The answers to all these questions, and may more, can be found in this amazing and richly-textured little book. It shows how our wonderful Indian cuisine, with all its regional variants, is the outcome of food plants brought into India from numerous directions over thousands of years. How food occupied an important niche in the natural cycle. And of a social ethic in which cleanliness was indeed next to godliness.
About the Author:
Dr Achaya is a leading food scientist and nutritionist. He is India's leading authority on food history and has many publications to his credit. His vast knowledge and fund of 'food' anecdotes are complemented by his engaging narrative style.
Preface:
Behind any of the foods that we eat every day, lies history and geography, botany and genetics, processing technology and high romance.

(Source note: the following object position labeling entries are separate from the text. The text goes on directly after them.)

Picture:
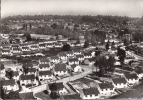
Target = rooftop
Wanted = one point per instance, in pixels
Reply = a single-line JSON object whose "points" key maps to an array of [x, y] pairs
{"points": [[90, 91], [60, 67], [27, 77]]}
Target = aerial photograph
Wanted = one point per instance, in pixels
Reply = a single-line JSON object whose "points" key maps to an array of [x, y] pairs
{"points": [[71, 49]]}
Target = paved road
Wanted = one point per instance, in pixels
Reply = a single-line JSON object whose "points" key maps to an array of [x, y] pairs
{"points": [[136, 56]]}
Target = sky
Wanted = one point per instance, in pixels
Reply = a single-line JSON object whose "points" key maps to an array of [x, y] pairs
{"points": [[131, 8]]}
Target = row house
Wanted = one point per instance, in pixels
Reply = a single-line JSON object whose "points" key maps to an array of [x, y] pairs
{"points": [[2, 69], [139, 73], [49, 45], [25, 49], [58, 45], [87, 55], [6, 52], [34, 47], [77, 52], [119, 83], [63, 57], [60, 89], [90, 61], [28, 65], [42, 46], [70, 97], [44, 67], [44, 61], [80, 57], [28, 79], [45, 75], [23, 45], [9, 85], [54, 59], [60, 70], [69, 54], [5, 48], [16, 51], [90, 93], [15, 75], [72, 61], [15, 46], [31, 71], [76, 68], [132, 79], [106, 89]]}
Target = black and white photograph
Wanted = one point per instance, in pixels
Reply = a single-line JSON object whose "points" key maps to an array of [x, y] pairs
{"points": [[71, 49]]}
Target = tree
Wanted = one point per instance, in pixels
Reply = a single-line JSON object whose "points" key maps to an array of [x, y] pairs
{"points": [[86, 44], [30, 25], [122, 54], [13, 95], [9, 74], [111, 61], [28, 37], [125, 41], [25, 69], [54, 26], [107, 45], [53, 88], [113, 44], [66, 47]]}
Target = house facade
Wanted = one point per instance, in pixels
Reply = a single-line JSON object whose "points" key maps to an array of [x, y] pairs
{"points": [[119, 83], [90, 93], [60, 70], [45, 75], [28, 79]]}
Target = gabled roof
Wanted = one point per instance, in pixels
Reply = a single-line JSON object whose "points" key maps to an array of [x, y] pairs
{"points": [[139, 71], [34, 46], [87, 54], [49, 44], [32, 70], [59, 86], [62, 54], [69, 52], [2, 66], [42, 44], [73, 66], [27, 77], [44, 65], [77, 51], [73, 59], [54, 57], [16, 49], [45, 73], [131, 76], [90, 91], [5, 50], [25, 47], [44, 60], [119, 80], [15, 73], [71, 96], [8, 82], [92, 59], [15, 45], [26, 95], [60, 67], [28, 65], [106, 85], [79, 56]]}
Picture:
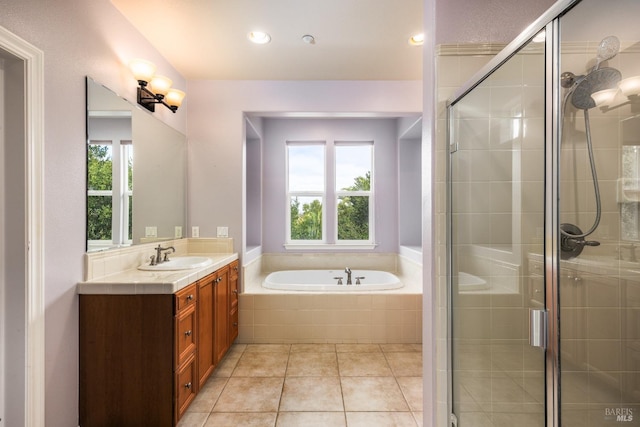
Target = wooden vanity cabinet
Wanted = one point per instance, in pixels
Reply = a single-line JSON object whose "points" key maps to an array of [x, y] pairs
{"points": [[144, 357], [221, 313], [233, 301], [128, 360]]}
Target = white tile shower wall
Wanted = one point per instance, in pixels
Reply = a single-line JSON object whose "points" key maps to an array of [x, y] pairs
{"points": [[105, 263], [455, 65]]}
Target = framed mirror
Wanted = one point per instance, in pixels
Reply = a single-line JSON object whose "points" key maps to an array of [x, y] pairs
{"points": [[136, 174]]}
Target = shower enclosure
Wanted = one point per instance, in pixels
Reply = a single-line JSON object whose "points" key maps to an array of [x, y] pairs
{"points": [[544, 225]]}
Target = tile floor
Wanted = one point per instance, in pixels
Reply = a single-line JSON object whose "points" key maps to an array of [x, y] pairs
{"points": [[312, 385]]}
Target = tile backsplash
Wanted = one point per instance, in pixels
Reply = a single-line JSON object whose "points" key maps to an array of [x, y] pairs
{"points": [[101, 264]]}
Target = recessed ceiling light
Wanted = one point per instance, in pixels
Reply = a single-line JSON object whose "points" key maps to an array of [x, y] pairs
{"points": [[259, 37], [417, 39], [309, 39]]}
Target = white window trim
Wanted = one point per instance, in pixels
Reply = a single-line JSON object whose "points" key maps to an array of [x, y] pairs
{"points": [[119, 198], [330, 170]]}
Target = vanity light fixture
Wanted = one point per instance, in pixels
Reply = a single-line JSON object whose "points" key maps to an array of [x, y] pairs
{"points": [[259, 37], [417, 39], [154, 89]]}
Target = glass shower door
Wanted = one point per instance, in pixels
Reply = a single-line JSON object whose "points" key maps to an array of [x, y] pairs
{"points": [[496, 230]]}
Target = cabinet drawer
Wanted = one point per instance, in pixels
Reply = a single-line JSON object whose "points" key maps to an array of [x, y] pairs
{"points": [[185, 386], [185, 297], [185, 334], [233, 326]]}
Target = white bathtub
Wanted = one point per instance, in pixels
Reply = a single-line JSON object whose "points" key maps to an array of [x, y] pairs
{"points": [[326, 281]]}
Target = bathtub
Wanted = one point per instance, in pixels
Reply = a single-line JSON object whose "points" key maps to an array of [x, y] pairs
{"points": [[326, 281]]}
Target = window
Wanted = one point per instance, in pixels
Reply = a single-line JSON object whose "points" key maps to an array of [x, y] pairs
{"points": [[306, 188], [335, 213], [353, 191], [109, 193]]}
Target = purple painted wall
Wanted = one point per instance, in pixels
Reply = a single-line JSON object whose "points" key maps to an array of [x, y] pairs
{"points": [[78, 38]]}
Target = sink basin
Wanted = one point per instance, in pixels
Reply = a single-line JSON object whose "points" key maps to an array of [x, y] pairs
{"points": [[179, 263]]}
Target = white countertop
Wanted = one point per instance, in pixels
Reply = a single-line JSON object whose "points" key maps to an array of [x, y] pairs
{"points": [[135, 282]]}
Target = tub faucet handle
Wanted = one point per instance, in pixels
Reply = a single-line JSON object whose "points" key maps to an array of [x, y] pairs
{"points": [[348, 271]]}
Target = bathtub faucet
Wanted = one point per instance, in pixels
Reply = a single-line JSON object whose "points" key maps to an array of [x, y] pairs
{"points": [[348, 271]]}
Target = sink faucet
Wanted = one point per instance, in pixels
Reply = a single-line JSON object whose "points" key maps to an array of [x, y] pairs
{"points": [[348, 271], [160, 250]]}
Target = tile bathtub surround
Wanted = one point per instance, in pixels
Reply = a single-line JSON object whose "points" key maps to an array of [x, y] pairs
{"points": [[312, 384], [330, 318]]}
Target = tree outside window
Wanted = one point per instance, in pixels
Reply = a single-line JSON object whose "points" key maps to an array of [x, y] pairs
{"points": [[307, 172]]}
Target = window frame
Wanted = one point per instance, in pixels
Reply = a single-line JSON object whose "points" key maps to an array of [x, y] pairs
{"points": [[330, 199], [121, 151]]}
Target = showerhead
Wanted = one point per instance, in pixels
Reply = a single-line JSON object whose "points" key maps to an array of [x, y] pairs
{"points": [[607, 49], [601, 79]]}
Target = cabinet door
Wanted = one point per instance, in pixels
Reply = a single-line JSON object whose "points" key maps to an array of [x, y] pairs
{"points": [[221, 313], [185, 386], [206, 356], [233, 301], [185, 334]]}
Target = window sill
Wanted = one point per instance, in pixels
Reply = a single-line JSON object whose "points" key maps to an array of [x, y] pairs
{"points": [[329, 246]]}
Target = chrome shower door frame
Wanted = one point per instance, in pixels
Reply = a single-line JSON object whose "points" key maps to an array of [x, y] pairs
{"points": [[550, 22]]}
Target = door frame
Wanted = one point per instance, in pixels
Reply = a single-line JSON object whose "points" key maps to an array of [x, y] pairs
{"points": [[34, 366]]}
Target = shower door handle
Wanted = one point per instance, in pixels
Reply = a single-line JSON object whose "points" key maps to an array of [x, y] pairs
{"points": [[538, 321]]}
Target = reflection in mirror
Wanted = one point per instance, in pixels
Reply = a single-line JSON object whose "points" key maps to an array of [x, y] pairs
{"points": [[136, 174]]}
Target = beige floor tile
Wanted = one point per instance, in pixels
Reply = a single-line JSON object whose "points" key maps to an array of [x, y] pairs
{"points": [[311, 419], [257, 419], [389, 348], [312, 364], [260, 364], [419, 418], [380, 419], [411, 388], [311, 394], [405, 364], [226, 366], [268, 348], [363, 365], [193, 419], [208, 395], [372, 394], [250, 395], [358, 348], [313, 348]]}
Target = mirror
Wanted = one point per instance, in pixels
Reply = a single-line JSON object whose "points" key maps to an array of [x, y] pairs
{"points": [[136, 174]]}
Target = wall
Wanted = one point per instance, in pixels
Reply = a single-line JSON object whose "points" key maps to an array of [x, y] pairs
{"points": [[216, 137], [78, 38]]}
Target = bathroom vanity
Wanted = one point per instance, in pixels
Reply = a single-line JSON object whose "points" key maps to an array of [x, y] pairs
{"points": [[150, 339]]}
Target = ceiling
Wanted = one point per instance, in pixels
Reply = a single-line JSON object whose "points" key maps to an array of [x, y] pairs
{"points": [[354, 39]]}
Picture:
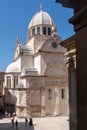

The ingredients of the food themselves have come to us from so many parts of the world. Some of them have travelled across continents and across oceans. For thousands of years, food plants have made their way to India to be adopted, adapted, nurtured and cherished here. Visitors to our country from ancient times, whether Greek or Chinese, Arab or European, have expressed their astonishment at the wide variety of food that they found in India, and its sheer profusion.
We still cook our food in ways developed by our predecessors. The ethos of food preparation, and the attention to cleanliness and purity are, in large measure, an Aryan inheritance that goes back three thousand years. For the last one thousand years, another culture, that of the Muslims, entered our country and gave new and richer dimensions to Indian cooking.
Frying pans, kadhais and tandoori ovens go back thousands of years. So do mechanical appliances for pounding, grinding and the pressing of sugarcane juice and vegetable oils.
In the last five hundred years, from Mexico and South America, came food materials that we now take for granted, like the groundnut and cashew nut, potato and tomato, and yes, even the chilli! All of which today no Indian household can do without.
This little book has been written to help you share some of the excitement that lies behind the food of India, and the magnificent culinary legacy we have inherited.